Without warning the needle flies out of my hand.

I swear it isn’t my fault. It’s as though someone switched on a superpowerful magnet in the vacant lot next door. The needle bows outward, before taking a flying leap. The point rips through the zombie-white flesh surrounding the splinter.

“Shit!” I jam my thumb in my mouth. The throbbing subsides.

Inez looks annoyed at all this turmoil disrupting her concentration on the movie.

Gazing hither and thither across the wall-to-wall carpet, I can’t see the needle anywhere. Then again, being nearsighted I couldn’t spot a wildebeest until it’s six inches from my nose, just before it gores me in the small intestine. When I can’t spot the needle, I ease off the sofa and down onto the floor for a closer look.
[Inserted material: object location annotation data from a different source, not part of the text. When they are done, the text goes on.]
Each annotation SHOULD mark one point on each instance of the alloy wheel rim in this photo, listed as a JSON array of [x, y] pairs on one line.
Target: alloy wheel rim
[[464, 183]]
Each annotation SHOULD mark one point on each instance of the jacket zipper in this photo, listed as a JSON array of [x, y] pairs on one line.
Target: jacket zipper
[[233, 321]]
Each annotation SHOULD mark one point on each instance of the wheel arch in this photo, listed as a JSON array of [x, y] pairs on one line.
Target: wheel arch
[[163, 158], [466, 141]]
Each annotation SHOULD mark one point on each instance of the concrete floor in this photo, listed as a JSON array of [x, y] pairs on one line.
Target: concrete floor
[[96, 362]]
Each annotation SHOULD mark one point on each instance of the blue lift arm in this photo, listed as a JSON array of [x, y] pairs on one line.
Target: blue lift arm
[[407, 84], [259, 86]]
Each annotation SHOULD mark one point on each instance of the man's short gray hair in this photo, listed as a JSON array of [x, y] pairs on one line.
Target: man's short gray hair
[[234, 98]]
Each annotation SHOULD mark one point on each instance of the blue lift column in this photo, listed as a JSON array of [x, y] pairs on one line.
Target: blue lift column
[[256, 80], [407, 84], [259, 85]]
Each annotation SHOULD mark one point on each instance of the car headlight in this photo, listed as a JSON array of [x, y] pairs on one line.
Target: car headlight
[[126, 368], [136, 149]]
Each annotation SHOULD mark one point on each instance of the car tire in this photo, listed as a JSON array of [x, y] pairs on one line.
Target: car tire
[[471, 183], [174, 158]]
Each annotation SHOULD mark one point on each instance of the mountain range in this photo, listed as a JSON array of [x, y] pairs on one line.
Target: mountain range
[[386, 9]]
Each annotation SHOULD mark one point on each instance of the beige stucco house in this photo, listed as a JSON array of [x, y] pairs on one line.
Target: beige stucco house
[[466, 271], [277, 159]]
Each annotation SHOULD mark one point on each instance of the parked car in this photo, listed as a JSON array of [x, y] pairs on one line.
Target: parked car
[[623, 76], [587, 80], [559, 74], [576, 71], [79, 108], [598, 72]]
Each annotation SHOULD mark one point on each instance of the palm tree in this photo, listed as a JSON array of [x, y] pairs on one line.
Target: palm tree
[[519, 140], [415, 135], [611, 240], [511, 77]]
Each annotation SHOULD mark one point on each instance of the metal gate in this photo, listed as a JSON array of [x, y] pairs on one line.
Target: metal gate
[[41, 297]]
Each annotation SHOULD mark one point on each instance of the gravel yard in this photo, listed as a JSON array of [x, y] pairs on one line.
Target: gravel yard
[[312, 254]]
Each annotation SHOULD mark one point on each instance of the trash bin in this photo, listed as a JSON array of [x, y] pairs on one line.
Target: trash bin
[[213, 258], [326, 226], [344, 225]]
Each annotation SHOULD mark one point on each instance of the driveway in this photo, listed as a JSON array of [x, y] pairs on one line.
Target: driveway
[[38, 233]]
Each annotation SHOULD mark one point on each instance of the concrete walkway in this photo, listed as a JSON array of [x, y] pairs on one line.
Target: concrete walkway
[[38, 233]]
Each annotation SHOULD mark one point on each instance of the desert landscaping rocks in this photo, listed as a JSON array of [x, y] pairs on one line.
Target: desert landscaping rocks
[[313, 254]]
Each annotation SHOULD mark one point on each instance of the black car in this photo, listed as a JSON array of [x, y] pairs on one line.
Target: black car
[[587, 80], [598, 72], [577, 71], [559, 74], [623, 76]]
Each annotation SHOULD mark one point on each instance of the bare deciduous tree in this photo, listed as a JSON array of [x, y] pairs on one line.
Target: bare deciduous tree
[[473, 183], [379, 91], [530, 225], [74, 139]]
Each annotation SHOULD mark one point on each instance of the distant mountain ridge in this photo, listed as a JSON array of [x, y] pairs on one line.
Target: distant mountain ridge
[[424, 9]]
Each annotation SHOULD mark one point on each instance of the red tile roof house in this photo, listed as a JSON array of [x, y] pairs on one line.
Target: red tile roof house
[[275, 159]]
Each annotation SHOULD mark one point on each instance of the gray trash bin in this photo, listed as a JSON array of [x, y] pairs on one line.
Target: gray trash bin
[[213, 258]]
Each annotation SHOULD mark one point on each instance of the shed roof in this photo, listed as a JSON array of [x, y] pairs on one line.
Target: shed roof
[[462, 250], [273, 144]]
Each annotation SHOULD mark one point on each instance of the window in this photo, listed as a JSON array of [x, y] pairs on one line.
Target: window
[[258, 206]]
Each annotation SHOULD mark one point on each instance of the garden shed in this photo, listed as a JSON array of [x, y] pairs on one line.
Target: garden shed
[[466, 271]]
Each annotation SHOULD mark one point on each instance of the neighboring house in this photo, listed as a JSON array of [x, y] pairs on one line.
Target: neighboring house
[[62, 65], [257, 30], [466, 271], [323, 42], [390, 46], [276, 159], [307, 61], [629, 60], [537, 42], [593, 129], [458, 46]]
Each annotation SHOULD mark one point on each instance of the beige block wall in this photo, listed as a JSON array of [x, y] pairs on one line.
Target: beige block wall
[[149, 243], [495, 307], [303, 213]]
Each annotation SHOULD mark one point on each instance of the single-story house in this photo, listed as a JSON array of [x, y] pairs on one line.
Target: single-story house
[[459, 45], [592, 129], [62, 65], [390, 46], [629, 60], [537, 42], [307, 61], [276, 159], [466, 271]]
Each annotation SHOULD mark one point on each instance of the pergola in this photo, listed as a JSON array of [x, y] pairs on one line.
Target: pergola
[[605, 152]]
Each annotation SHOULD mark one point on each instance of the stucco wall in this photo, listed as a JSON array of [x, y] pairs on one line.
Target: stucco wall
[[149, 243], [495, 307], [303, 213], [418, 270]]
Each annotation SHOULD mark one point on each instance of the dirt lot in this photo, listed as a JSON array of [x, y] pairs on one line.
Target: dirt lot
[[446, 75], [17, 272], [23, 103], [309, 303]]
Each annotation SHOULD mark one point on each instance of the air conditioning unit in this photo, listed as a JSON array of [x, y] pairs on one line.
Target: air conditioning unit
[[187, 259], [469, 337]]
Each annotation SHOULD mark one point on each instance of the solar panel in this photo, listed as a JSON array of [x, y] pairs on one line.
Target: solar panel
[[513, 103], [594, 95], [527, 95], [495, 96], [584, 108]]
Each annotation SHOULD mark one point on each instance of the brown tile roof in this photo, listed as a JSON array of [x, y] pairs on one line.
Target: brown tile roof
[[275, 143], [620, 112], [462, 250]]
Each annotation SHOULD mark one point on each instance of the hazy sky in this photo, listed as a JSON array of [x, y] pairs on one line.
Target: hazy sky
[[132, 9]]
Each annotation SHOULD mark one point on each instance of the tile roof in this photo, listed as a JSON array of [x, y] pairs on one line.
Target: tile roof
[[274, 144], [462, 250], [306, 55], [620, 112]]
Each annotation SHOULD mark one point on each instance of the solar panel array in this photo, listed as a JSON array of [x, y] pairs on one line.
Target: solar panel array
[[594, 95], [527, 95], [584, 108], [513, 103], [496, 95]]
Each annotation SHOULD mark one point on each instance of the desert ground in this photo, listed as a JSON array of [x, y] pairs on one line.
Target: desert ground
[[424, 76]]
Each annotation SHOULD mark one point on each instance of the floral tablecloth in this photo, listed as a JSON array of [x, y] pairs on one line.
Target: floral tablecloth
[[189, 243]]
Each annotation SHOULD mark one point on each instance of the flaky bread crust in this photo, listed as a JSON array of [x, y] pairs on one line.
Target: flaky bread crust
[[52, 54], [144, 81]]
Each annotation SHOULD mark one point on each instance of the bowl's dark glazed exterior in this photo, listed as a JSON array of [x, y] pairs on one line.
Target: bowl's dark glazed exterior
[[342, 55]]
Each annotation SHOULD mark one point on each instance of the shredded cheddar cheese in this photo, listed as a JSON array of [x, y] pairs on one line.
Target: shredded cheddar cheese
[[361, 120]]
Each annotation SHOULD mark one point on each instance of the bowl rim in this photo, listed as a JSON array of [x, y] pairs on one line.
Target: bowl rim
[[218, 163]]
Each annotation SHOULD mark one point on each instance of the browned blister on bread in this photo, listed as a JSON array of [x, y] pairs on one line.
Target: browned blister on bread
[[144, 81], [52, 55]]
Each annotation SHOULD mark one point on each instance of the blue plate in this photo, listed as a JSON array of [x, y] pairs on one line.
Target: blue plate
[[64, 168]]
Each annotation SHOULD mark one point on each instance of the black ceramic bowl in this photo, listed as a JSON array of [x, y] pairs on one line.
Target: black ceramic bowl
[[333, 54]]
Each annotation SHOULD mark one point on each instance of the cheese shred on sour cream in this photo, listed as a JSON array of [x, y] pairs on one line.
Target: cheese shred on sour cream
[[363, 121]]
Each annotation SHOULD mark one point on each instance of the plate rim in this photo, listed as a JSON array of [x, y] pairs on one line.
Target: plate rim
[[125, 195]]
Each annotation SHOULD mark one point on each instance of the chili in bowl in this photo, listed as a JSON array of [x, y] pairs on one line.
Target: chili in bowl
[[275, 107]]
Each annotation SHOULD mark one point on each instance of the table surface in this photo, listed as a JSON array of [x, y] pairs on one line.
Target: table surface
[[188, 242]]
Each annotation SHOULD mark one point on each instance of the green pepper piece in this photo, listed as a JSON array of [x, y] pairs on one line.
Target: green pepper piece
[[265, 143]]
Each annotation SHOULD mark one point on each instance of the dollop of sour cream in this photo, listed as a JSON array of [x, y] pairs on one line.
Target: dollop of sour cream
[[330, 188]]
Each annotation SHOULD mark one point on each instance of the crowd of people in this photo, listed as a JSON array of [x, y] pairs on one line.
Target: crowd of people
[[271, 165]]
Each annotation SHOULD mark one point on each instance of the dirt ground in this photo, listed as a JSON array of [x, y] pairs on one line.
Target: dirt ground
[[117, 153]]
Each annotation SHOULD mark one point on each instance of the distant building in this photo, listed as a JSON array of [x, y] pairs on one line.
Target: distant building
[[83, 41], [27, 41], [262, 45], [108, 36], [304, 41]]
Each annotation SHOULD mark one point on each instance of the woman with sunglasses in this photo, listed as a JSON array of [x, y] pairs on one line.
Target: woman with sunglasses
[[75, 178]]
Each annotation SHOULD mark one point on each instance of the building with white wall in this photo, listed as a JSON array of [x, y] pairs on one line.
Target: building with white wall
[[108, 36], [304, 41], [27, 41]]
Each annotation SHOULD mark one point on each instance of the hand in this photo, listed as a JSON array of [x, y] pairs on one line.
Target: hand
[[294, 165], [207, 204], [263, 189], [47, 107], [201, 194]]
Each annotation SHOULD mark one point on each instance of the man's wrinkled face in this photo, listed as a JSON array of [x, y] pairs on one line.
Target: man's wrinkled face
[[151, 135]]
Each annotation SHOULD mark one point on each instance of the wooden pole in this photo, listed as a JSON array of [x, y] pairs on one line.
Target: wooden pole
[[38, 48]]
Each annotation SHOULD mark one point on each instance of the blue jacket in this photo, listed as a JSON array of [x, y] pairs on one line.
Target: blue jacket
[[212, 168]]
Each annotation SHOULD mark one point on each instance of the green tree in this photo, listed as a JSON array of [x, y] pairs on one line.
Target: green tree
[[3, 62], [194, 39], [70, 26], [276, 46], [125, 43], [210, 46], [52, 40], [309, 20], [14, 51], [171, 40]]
Next thing I’m on all fours, squinting and snorting at the orange and green shag like a trained hog looking for truffles.

Try finding a needle in a shag rug, especially an orange and green one. After five minutes I’m cross-eyed and on the verge of a tizzy.

A scream sounds. Then the loud pop of a pistol.

It’s from the movie.

Nevertheless my hand grasps Inez’s blue-veined foot in sudden panic.

I stare at her foot, count the hairs curling from the middle joint of her big toe. Lucky seven. My nose six inches from Inez’s left foot, I’ve got a parrot’s eye view of five slick toenails lacquered in dark cherry, verily the color of blood pulsing from a bullet wound. From the mantelpiece Dave’s old brass naval clock chimes four times as I wonder whether Inez would be up for a ménage a trois. Probably not. Two fingers tiptoe up one shapely ankle to a lovely calf and beyond.

“Please, Bill,” Inez says. “I’m watching this movie.”

I scrunch to a seated position. In front of me are Inez’s perfect knees. Her nougat white thighs ooze backward, connecting to fullish hips beneath the languid folds of a black rayon miniskirt. My nose suctions like a Dirt Devil hand vac up those thighs. Inez grows restive.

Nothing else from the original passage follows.